When I tried seeking help, I was ungrateful, and kids in India had it harder, or that it was a phase I’d grow out of. When my GP said he didn’t diagnose me for three years because he thought it would affect my employability, social media gave me somewhere to go. 

The issue is not the age at which we use social media but the type of content we post. Even at 22, I still have periods when I need to delete social media. 

It is unfair to ask those struggling with mental illness to go into their settings and list out every word they don’t want to see or to click not interested on every post that’s triggering. It’s like asking someone with a broken leg to run a 5km.

Additionally, we need evidence-based solutions. Two weeks ago, the government presented the bill and, in the accompanying memorandum, conceded there is “currently no clear and agreed age at which children can safely use social media”. 

Multiple experts have expressed concerns about banning young people from social media platforms. In October, over 140 experts stated a ban would be too blunt to effectively address the risks of social media in an open letter to Prime Minister Anthony Albanese.

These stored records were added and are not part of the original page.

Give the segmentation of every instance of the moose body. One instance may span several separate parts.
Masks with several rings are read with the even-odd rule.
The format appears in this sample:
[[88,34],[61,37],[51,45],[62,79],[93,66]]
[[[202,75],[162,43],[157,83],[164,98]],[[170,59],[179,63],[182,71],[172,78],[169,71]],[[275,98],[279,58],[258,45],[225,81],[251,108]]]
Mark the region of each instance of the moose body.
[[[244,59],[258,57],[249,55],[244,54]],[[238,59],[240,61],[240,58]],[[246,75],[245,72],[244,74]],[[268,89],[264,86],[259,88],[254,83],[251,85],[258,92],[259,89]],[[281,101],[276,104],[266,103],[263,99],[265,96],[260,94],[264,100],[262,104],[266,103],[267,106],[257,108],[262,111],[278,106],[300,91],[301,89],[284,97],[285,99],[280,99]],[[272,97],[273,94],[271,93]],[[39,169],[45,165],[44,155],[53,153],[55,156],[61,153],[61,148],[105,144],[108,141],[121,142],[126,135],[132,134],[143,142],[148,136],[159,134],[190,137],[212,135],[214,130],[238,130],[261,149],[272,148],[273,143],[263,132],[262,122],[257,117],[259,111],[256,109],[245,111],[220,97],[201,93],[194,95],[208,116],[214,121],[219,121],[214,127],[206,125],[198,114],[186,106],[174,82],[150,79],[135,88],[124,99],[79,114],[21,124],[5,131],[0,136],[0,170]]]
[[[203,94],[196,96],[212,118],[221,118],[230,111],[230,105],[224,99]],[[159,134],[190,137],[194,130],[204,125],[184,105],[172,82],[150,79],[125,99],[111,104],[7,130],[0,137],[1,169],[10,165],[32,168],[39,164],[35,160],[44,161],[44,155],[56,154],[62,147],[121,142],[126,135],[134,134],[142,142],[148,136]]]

We need the government to fund health and education which includes cultural competency in health care. We need the government and multi billion dollar social media conglomerates to be accountable and regulate the type of content on the platforms and to be proactive in preventing harm.

Varsha Yajman is a university student and an Indian-Australian youth advocate, discussing the intersection between race, mental health and climate justice. She is on the Butterfly Foundation’s Lived Experience Group and has held positions as an organiser/coordinator in School Strike for Climate, the Australian Youth Climate Coalition and Sapna South Asian Climate Solidarity.